The R21/Matrix-M malaria vaccine showed 71%-80% efficacy in preventing cases of malaria in a randomised controlled phase 2 trial published at the end of last year. A phase 3 trial is ongoing.
67 (51%) of 132 children who received R21/Matrix-M with low-dose adjuvant, 54 (39%) of 137 children who received R21/Matrix-M with high-dose adjuvant, and 121 (86%) of 140 children who received the rabies vaccine developed clinical malaria by 12 months
(the rabies vaccine was the control)
The next best thing is the RTS,S/AS01 vaccine, which WHO started rolling out in some pilot programs in 2016 after trials showed its reduced hospital admissions from severe malaria by around 30%, less impressive than R21/Matrix-M.

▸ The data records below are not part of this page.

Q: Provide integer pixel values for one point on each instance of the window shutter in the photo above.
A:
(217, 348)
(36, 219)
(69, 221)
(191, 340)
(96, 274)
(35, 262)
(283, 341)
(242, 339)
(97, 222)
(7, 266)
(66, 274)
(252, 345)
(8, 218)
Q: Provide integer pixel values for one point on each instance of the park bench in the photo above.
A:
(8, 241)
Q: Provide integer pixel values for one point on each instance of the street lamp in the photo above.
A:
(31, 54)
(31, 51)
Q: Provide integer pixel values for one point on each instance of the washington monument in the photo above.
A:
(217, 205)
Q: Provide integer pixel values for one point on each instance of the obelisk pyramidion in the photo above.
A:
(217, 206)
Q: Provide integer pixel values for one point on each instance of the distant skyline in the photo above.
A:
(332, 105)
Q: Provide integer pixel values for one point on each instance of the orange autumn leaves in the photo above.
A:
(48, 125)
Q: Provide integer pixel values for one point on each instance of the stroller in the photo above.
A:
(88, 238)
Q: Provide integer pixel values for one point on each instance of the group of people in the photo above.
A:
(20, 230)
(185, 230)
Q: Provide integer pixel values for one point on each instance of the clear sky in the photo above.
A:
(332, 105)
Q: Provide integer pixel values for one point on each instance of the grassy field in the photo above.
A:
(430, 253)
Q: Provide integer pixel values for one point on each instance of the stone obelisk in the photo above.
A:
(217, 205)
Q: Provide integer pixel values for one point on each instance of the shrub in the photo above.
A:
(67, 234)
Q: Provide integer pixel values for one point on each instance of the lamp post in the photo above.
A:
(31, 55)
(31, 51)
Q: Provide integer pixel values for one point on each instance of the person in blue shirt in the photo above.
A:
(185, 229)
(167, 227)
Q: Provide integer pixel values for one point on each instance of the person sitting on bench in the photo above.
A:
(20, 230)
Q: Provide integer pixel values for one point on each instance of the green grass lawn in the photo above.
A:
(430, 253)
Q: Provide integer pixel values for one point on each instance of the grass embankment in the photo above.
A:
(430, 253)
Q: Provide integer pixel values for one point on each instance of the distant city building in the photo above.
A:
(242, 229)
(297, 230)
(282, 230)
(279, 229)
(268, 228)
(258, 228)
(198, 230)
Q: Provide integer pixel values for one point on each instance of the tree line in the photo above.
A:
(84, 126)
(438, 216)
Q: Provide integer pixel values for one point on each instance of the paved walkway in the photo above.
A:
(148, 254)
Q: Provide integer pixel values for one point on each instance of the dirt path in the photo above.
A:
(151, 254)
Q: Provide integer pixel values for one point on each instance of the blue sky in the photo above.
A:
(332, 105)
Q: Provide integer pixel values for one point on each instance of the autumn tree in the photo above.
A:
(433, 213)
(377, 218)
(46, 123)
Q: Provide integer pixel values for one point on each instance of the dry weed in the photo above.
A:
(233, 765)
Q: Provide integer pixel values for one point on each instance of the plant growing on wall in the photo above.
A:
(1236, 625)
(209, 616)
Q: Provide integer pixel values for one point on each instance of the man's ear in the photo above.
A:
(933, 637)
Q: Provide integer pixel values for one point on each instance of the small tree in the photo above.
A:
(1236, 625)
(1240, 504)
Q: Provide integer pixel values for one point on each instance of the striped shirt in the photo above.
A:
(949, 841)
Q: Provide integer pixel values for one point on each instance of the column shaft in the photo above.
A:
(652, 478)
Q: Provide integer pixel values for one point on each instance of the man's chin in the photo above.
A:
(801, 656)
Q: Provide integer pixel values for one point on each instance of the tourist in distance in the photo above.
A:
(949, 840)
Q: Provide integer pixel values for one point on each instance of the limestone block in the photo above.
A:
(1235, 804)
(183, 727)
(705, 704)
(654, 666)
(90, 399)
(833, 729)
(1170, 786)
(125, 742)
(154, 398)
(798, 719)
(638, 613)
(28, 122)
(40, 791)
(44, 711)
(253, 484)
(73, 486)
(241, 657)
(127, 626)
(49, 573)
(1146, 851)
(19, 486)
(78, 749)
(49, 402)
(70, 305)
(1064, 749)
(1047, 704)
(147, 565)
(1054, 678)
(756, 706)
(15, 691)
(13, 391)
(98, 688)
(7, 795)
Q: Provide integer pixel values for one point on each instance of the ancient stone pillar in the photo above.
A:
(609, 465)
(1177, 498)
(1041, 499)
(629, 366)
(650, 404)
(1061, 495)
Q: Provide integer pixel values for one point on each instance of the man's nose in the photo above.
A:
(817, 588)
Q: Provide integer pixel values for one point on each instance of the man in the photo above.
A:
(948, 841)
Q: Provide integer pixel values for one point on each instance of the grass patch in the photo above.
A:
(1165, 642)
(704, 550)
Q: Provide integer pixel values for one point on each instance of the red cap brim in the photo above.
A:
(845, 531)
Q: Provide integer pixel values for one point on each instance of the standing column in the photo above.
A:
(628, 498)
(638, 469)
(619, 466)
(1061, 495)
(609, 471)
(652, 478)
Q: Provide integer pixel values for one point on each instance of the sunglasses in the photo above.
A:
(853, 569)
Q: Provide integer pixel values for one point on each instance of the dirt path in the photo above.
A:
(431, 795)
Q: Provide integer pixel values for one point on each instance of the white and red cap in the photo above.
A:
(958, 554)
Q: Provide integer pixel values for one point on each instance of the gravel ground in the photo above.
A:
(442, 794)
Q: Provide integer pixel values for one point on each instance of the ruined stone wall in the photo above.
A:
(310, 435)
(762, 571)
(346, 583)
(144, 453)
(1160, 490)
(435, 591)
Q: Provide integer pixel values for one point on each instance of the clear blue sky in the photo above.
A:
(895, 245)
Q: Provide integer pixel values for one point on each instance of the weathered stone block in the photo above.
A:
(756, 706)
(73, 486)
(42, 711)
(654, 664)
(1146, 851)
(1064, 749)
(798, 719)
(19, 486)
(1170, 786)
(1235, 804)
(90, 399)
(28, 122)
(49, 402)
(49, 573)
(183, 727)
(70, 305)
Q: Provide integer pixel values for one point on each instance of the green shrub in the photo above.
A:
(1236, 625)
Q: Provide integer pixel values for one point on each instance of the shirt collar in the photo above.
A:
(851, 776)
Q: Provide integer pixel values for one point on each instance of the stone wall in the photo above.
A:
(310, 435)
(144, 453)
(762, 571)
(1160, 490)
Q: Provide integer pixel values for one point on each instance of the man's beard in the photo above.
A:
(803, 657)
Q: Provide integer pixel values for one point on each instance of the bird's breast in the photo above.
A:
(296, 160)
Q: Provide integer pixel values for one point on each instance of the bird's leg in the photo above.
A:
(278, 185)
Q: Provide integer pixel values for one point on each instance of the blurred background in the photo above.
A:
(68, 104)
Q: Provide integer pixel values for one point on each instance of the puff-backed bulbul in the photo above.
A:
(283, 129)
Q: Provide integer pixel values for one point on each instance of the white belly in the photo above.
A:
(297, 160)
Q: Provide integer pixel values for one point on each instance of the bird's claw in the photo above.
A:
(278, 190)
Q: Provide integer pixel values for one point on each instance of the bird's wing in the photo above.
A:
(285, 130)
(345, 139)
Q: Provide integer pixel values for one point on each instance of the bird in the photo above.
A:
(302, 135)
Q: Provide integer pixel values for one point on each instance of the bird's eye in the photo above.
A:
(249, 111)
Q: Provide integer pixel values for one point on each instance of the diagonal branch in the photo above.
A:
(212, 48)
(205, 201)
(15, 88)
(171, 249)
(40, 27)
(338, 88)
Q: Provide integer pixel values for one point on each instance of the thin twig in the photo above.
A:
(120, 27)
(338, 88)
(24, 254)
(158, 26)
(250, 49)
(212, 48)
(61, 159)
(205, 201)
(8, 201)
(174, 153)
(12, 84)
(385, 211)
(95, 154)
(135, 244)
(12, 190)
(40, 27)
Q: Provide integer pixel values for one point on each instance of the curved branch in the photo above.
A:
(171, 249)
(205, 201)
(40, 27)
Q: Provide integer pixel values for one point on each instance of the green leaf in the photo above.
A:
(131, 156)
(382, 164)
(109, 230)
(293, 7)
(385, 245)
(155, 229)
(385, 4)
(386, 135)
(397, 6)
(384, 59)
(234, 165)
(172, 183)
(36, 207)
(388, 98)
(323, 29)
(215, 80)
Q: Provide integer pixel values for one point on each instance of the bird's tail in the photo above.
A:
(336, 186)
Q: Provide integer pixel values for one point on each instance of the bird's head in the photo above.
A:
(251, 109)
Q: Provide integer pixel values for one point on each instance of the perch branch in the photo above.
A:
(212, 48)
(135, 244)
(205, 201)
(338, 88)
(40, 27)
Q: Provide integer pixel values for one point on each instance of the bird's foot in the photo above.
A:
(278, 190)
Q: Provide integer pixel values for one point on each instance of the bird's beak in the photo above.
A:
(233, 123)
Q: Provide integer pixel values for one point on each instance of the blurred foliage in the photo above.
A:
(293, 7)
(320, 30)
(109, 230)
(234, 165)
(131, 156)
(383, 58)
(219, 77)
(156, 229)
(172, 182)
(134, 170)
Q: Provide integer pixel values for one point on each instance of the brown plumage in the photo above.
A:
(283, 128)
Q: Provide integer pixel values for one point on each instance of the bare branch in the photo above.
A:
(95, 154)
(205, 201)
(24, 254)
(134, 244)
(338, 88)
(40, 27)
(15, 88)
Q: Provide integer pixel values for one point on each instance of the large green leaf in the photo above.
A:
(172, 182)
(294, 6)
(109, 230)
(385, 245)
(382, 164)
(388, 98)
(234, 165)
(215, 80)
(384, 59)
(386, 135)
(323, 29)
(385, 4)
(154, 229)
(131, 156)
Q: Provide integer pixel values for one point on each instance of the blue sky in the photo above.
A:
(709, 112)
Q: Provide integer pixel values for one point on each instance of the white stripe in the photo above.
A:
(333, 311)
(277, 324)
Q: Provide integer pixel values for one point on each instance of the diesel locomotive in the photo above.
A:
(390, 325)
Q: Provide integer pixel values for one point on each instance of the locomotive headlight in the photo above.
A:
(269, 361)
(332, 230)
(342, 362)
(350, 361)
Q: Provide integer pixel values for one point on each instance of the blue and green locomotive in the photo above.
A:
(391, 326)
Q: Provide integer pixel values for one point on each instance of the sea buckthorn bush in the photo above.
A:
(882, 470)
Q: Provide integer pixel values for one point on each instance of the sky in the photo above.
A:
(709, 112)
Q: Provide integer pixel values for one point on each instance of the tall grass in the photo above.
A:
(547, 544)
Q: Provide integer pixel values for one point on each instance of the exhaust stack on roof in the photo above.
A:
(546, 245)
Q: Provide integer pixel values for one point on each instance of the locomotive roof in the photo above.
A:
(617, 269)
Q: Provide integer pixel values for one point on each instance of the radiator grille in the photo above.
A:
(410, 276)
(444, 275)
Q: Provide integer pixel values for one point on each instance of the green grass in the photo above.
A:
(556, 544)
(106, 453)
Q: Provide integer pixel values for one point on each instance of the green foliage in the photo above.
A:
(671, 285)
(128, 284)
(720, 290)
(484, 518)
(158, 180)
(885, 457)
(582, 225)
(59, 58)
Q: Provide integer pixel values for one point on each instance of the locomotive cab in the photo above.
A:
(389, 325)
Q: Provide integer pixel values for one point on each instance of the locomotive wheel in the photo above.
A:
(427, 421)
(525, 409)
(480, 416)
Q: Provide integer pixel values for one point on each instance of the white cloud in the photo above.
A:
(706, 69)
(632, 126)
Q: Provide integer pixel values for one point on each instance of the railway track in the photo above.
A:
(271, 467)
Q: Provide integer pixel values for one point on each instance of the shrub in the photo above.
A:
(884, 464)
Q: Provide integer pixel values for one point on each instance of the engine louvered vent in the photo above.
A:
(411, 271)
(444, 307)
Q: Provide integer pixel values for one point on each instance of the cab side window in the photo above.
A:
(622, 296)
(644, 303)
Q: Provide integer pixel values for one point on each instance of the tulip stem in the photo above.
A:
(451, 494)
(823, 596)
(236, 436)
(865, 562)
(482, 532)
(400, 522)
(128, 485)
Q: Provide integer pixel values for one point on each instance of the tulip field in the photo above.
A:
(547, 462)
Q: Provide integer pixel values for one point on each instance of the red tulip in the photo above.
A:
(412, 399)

A few days ago, Ghana's food and drugs administration announced that they've approved the R21/Matrix-M for children aged 5 months to 36 months. It seems like there will be more steps before the vaccines actually start rolling out (they might need to wait for WHO approval and/or the results of the phase 3 trial). In any case, very exciting news.
I found out about this because it is on the In the news section of the front page of Wikipedia.
Cautiously optimistic here. It should be noted that since the Phase 2 trial showed efficacy dependent on the amount of Matrix M adjuvant used, the adjuvant providing company, Novavax will need to execute better with its manufacturing partners than it has shown it is capable of. Though this company has historically conducted many clinical trials, it has dropped the ball on execution. It failed a phase 3 RSV trial due to arguably unfit trial endpoints and despite being awarded $1.6 B in Operation Warp Speed money for its COVID vaccine, has drastically underperformed in delivering to all markets, including its committed doses to COVAX due to manufacturing slowness/lack of regulatory capture in the US (I'd say only partly their fault here given FDA slow walking them) and deficiencies in licensing and manufacturing expertise (even when working with Serum Institute of India). They started to cancel manufacturing subcontracts, triggering reneg payment settlement clauses (i.e. $185M to Fujifilm Diosynth, GAVI pulling out of a $700M covid vaccine deal due to failure to deliver in time), and in cases where trials were effective such as its flu candidate which passed phase 3 before the pandemic, their vaccine still has not reached patients commercially (Nanoflu, which showed cross-reactive polyfunctional CD4+ T-cell responses and outperformed Sanofi’s quadrivalent Fluzone in a head to head trial).
Been following Novavax since they're in my backyard in the DC metro area and knew people in their COVID vaccine trial (protein subunit, even slightly outperformed Moderna/Pfizer in some efficacy and side effects metrics.... But very few people ended up getting it compared to Moderna/Pfizer due to lateness to market). Stock went from highs ~$250/share during COVID to now ~$8 arguably due to mismanagement (CEO finally recently stepped down). Would be a pity if the company continues its pattern of misfiring here; hope it doesn't fold, and hopefully if they're just providing matrix M they don't end up being the bottleneck in full manufacturing. Case study in better management/Institutional decision making as an EA cause area in my opinion.
Seems like working at Novavax to improve their implementation could be a super high-value career choice!
Makes me think that a list of "companies that are underrated and critical in important supply chains" could be quite a useful resource for people brainstorming career options.